The latest battleground over religious accomodation and sharia creep is the San Diego public school system. The San Diego Union Tribune reports on a Muslim prayer controversy that has parents and at least one teacher questioning the double standards:
A San Diego public school has become part of a national debate over religion in schools ever since a substitute teacher publicly condemned an Arabic language program that gives Muslim students time for prayer during school hours.
Carver Elementary in Oak Park added Arabic to its curriculum in September when it suddenly absorbed more than 100 students from a defunct charter school that had served mostly Somali Muslims.
After subbing at Carver, the teacher claimed that religious indoctrination was taking place and said that a school aide had led Muslim students in prayer.
An investigation by the San Diego Unified School District failed to substantiate the allegations. But critics continue to assail Carver for providing a 15-minute break in the classroom each afternoon to accommodate Muslim students who wish to pray. (Those who don’t pray can read or write during that non-instructional time.)
Some say the arrangement at Carver constitutes special treatment for a specific religion that is not extended to other faiths. Others believe it crosses the line into endorsement of religion.
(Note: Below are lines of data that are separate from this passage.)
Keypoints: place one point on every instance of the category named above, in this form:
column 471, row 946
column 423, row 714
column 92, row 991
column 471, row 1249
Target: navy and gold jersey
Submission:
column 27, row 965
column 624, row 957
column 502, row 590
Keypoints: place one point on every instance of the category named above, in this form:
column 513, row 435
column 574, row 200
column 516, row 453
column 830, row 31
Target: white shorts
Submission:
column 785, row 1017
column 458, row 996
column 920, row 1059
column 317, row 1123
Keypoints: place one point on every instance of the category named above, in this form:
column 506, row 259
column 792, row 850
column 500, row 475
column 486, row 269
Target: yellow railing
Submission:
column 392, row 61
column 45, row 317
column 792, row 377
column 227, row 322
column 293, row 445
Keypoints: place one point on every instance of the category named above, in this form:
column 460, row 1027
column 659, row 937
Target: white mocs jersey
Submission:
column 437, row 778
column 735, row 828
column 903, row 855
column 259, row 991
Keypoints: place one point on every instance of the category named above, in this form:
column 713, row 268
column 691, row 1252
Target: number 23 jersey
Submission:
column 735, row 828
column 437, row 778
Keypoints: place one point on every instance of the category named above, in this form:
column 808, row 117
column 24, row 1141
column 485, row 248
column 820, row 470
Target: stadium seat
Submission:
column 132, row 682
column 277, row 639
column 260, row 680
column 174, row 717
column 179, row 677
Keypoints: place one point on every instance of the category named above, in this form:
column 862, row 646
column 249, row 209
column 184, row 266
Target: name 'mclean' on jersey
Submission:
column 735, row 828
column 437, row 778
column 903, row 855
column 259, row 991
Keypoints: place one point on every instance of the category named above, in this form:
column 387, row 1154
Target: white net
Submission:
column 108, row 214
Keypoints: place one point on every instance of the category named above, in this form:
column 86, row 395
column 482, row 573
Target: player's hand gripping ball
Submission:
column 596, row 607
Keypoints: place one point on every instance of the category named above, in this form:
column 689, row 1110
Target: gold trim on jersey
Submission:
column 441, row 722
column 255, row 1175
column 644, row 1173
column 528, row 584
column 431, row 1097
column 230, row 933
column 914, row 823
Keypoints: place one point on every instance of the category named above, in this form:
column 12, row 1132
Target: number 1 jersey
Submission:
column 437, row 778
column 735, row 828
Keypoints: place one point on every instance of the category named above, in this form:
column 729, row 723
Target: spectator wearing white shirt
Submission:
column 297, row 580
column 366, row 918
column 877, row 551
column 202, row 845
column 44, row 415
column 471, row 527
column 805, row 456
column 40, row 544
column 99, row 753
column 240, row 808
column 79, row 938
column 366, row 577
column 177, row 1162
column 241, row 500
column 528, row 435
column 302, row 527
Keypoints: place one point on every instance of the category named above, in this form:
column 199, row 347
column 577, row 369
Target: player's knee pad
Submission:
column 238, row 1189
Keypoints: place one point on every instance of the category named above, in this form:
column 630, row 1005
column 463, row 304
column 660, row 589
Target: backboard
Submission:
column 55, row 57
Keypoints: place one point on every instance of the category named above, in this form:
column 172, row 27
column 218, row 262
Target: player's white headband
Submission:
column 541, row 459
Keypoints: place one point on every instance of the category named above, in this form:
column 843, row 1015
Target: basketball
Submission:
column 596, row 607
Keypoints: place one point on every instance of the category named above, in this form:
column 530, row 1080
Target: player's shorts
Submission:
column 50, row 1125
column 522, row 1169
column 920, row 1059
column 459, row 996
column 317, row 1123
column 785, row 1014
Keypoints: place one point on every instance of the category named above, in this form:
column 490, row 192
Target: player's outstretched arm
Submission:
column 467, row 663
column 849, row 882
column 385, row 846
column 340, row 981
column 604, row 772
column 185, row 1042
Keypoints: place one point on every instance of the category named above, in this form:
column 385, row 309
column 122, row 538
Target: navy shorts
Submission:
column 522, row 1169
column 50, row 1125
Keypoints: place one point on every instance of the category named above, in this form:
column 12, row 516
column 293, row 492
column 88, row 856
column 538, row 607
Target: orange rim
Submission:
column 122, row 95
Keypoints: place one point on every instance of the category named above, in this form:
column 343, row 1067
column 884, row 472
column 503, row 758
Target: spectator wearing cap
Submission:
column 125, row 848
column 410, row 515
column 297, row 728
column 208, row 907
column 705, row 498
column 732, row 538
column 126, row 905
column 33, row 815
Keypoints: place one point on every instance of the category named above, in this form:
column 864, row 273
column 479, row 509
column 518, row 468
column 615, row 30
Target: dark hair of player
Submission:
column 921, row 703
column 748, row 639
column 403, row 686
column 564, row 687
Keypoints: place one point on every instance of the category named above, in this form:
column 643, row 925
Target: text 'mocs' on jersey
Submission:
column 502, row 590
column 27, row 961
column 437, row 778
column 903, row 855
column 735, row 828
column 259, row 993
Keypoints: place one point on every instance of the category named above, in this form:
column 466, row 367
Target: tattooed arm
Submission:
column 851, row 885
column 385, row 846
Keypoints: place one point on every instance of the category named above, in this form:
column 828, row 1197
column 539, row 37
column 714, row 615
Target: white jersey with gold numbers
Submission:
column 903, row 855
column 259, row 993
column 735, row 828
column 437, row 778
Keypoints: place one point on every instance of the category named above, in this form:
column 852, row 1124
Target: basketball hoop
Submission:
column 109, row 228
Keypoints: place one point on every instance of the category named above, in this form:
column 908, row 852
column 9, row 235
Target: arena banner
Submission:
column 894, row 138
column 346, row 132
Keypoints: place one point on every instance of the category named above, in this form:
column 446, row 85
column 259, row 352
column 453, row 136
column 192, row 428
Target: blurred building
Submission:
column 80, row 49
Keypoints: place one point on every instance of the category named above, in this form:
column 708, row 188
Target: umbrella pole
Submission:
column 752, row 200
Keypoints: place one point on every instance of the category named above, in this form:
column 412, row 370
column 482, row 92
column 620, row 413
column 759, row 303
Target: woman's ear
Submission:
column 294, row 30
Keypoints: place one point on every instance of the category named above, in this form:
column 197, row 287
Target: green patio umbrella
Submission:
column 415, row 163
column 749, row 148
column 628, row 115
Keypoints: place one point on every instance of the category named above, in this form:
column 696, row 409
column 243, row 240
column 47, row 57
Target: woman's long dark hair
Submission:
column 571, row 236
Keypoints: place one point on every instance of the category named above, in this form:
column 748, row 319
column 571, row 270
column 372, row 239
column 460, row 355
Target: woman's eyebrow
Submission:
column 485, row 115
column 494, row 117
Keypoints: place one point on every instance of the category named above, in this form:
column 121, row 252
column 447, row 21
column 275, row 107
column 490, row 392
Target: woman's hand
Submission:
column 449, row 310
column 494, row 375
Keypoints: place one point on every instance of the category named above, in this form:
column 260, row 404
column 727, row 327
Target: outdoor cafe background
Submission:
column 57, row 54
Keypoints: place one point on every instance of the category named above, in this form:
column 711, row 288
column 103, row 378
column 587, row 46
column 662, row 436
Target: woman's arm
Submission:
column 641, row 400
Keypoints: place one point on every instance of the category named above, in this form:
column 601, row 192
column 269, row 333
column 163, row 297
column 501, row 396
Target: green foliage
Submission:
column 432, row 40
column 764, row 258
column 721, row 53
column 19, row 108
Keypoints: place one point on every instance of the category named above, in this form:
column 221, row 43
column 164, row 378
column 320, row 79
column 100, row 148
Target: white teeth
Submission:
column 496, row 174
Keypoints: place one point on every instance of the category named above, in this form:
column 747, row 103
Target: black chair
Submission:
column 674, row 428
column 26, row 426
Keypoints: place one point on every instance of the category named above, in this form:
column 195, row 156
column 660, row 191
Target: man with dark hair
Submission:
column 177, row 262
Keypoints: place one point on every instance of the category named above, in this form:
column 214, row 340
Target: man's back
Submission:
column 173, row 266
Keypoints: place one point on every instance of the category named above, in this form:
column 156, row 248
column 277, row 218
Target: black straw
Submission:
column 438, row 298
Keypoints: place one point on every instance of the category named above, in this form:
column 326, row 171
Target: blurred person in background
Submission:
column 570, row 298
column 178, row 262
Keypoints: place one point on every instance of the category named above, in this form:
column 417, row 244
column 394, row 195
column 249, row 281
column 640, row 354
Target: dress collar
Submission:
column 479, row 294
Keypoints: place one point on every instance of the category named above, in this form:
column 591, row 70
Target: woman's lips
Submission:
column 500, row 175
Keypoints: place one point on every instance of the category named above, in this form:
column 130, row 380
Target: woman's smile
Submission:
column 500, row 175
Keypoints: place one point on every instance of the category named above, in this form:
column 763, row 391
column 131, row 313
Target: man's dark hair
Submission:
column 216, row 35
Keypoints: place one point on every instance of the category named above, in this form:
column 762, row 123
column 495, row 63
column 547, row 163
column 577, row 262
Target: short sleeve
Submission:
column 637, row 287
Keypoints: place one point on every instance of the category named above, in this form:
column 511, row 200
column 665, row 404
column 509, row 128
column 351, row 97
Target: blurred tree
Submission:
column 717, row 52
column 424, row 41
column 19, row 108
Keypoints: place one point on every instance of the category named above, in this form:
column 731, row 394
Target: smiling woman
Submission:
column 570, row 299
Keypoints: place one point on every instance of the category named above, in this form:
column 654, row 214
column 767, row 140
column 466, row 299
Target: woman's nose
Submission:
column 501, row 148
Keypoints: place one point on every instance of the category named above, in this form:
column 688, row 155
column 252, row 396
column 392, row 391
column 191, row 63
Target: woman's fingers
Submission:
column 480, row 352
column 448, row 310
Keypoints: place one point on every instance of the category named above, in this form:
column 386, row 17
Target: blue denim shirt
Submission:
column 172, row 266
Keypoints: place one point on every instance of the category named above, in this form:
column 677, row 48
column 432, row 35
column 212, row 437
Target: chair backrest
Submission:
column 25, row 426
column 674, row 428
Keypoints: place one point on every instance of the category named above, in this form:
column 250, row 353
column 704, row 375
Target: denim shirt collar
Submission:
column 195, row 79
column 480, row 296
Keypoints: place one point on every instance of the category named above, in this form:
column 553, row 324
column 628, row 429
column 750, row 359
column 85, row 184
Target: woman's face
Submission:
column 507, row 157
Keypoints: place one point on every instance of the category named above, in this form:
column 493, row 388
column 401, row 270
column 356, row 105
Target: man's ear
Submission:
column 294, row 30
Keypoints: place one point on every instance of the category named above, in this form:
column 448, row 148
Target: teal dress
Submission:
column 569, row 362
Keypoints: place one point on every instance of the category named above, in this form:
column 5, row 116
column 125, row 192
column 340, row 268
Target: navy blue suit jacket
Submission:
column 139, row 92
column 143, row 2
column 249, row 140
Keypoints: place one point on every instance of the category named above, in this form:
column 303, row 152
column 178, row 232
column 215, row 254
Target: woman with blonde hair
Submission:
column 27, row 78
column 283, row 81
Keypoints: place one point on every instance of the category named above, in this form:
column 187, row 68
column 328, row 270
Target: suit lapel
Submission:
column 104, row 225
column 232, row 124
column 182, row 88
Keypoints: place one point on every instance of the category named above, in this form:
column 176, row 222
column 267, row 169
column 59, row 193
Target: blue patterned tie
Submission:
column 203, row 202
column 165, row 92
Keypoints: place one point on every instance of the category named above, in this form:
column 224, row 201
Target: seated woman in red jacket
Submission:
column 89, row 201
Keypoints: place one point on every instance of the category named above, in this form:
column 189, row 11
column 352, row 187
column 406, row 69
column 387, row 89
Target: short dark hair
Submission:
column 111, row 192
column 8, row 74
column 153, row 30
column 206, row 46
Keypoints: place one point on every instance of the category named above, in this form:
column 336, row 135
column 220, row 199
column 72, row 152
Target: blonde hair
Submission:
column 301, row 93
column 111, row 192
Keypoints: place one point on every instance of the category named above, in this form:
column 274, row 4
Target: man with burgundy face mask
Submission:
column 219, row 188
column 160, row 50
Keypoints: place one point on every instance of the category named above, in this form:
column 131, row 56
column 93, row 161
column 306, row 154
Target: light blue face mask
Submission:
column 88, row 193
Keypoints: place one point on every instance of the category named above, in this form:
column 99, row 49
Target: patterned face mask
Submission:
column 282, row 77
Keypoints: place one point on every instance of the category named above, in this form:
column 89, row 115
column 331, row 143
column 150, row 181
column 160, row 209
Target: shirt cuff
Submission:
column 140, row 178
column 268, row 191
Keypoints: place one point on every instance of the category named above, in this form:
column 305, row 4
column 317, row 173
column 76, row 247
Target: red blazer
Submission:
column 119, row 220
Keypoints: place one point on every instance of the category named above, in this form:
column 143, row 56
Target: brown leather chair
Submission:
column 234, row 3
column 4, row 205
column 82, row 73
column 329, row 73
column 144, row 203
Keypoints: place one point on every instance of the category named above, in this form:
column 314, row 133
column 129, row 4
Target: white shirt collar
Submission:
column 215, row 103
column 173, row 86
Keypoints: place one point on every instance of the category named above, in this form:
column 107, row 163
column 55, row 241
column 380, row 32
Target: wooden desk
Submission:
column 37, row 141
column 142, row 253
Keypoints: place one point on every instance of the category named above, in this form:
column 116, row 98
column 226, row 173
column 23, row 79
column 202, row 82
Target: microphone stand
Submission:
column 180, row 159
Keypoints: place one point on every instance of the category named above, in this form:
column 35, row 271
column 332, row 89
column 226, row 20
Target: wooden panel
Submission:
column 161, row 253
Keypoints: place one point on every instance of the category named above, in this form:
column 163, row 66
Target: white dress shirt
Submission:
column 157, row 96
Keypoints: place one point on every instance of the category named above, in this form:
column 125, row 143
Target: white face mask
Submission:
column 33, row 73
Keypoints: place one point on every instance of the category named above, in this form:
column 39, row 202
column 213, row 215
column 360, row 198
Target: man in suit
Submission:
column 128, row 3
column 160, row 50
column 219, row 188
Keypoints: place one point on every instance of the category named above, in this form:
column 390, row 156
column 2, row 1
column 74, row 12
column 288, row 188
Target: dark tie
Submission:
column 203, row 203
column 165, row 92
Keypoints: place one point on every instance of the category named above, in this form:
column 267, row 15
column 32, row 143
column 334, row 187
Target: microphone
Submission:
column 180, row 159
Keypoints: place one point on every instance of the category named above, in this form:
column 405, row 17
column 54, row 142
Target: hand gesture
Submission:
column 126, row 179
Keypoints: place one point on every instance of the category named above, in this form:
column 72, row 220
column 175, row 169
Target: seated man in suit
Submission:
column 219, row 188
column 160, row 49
The Muslim grievance groups are in the thick of it:
“These things are surfacing more and more in many places where large communities of Muslims are coming in and trying to say this is our right,” said Antoine Mefleh, a non-Muslim who is an Arabic language instructor with the Minneapolis public schools.
His school allows Muslim students to organize an hour of prayer on Fridays – Muslims typically have Friday congregational prayers – and make up class work they miss as a result. During the rest of the week, students pray during lunch or recess.
The San Diego chapter of the Council on American-Islamic Relations supports the Carver program.
Looks like a tricky legal fight ahead:
“This is an area where the law is notoriously erratic,” said Steven Smith, a constitutional law professor at the University of San Diego.
Voluntary prayers by students are protected private speech, the courts have said. That means students can say grace before a meal and have Bible study clubs on campus, and several San Diego schools do. Public school employees, however, cannot lead children in prayer on campus.
Students also can be excused for religious holidays, such as Yom Kippur, the Jewish day of atonement, and Good Friday during Holy Week.
The federal Equal Access Act requires that extracurricular school clubs, religious and non-religious, be treated equally.